Le chœur du Concert spirituel est très certainement un autre personnage clé de ce spectacle. Son homogénéité confère une épaisseur à la musique, tandis que celle-ci est entrecoupée ça et là pour introduire les dialogues et pour en faire un spectacle de 2 heures sans entracte. Le chœur devient ainsi comme un pendant du ballet, malgré ses apparitions limitées : ce sont des moments où on goûte pleinement la puissance de la partition, comme ces fameux « quoi, quoi, quoi ! ». L’orchestre, en pleine forme, nous offre lui aussi un véritable plaisir, en parfaite symbiose avec l’inépuisable énergie d’Hervé Niquet et le plateau. Aussi joue-t-il incontestablement un personnage, sublime, pas pour la vue mais pour l’ouïe.

Spectacle vivant

L’équipe artistique transforme l’opéra-ballet bouffon de Rameau en un opéra comique populaire, avec des références délibérément actuelles.
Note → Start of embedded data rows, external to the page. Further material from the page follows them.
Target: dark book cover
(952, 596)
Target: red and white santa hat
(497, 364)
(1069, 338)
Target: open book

Cette version évoque ainsi des spectacles de la foire à succès, aux XVIIe et XVIIIe siècles, dans lesquels les auteurs parodiaient la version officielle pour faire rire l’assistance composée de toutes les catégories sociales. Grâce à leur esprit souple et ouvert, nos artistes transcendent 300 ans d’espace-temps et régale le public, offrant un exemple éloquent du « spectacle vivant ».

Représentation du 19 mars 2022 au Théâtre du Capitole de Toulouse
Le spectacle sera repris à l’Opéra Royal de Versailles du 18 au 22 mai 2022.